2 minute read / Aug 31, 2020 /
A Quick Diagnostic to Determine if Your Sales & Marketing Teams are Aligned
How do you tell if your sales team and marketing team are working well together? There’s a simple diagnostic that I’ve come to use. Compare the slopes of marketing’s lead generation efforts to sales’ bookings trajectory.
The marketing pipeline trend should be the pipeline for this quarter, pipeline that’s available to close (ATC). ATC is a concept I learned from Lambert Billet, the CRO at Looker. It means the prospect will buy this quarter. Sometimes, teams report aggregate pipeline generated, but prospects ready to buy 12 months from now aren’t relevant.
If the marketing slope is up and the bookings slope is up, the teams are aligned. Ideally, the marketing slope is greater than the sales slope, which means the marketing team generates more pipeline than sales can close. If the slopes are identical, that’s fine too. Marketing sources enough pipeline for sales to hit their numbers.
If the marketing slope is up, and the sales slope is flat to down, then there’s a disconnect between marketing and sales. This is the most common scenario in startups. There’s a problem with the handoff between marketing and sales. Some potential causes:
- Marketing focuses efforts on non-ICP prospects. A product leader at a B2B marketing mega-cap shared with me only 7% of marketing spend is targeted to sales prospects, which is why ABM has become so popular.
- Marketing efforts may not be well qualified. Many demand generation marketers focus on SQLs rather than MQLs as their target metric to align themselves better with the sales team to mitigate this.
- The initial marketing pitch resonates, but the product fails to deliver, or the sales team isn’t trained well enough yet to close the customer.
There are many potential causes here. These are just some of them that I have observed. Regardless, if the slopes have this configuration, it’s worth spending time to understand the issue better.
Marketing slope is down but sales slope is up is a rarer configuration. But it is possible. These are some possibilities:
- Presages a decline in bookings rate because the sales team is converting older pipeline.

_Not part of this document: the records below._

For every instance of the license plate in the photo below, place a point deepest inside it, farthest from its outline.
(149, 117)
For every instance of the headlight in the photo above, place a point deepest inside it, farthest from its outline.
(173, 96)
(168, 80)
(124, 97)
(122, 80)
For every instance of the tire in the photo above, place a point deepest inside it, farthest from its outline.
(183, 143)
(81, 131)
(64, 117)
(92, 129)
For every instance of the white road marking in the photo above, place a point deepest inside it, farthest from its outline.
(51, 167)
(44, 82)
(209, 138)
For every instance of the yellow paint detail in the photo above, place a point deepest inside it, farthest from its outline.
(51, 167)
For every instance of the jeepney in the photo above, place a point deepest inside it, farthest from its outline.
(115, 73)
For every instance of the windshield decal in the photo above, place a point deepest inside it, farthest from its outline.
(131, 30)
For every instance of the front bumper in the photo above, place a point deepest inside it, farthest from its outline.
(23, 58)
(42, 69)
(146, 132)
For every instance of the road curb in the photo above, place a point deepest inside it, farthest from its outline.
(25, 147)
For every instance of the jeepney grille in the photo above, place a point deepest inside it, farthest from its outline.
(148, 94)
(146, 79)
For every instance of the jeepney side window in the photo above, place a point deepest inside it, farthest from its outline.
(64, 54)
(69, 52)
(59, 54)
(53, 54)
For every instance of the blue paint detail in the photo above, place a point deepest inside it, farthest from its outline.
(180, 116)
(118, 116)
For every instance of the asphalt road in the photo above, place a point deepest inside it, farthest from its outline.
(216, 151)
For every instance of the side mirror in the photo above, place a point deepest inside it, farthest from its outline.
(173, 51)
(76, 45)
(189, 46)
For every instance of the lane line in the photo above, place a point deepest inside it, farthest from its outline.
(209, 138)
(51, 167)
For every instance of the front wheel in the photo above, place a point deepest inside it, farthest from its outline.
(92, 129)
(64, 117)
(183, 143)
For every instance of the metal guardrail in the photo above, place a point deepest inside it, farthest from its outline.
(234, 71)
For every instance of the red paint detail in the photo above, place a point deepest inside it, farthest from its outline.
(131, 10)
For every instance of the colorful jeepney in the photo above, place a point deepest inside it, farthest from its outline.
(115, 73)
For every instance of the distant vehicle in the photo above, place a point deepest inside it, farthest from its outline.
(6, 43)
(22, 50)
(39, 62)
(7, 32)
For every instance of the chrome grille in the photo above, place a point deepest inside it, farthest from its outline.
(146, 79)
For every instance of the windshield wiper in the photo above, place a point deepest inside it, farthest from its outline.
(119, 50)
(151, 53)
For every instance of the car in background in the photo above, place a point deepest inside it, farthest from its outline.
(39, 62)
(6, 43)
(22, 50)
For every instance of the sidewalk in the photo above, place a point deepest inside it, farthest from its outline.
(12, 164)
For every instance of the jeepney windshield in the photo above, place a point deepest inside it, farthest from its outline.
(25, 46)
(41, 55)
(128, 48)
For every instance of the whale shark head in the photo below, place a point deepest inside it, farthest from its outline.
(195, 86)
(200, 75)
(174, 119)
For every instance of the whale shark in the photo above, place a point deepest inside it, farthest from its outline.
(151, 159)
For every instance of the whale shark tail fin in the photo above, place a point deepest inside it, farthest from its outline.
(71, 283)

- Sales sources the majority of leads through outbound, and marketing isn’t a meaningful contributor. This may be possible in large ACV products where outbound sales can be up to 80% of lead generation.
When analyzing the ratios of lead generation and sales bookings, it’s worth looking at the share of leads generated by marketing vs. sales. I’ve seen companies with 80% sales sourced leads and others with 80% marketing sourced leads.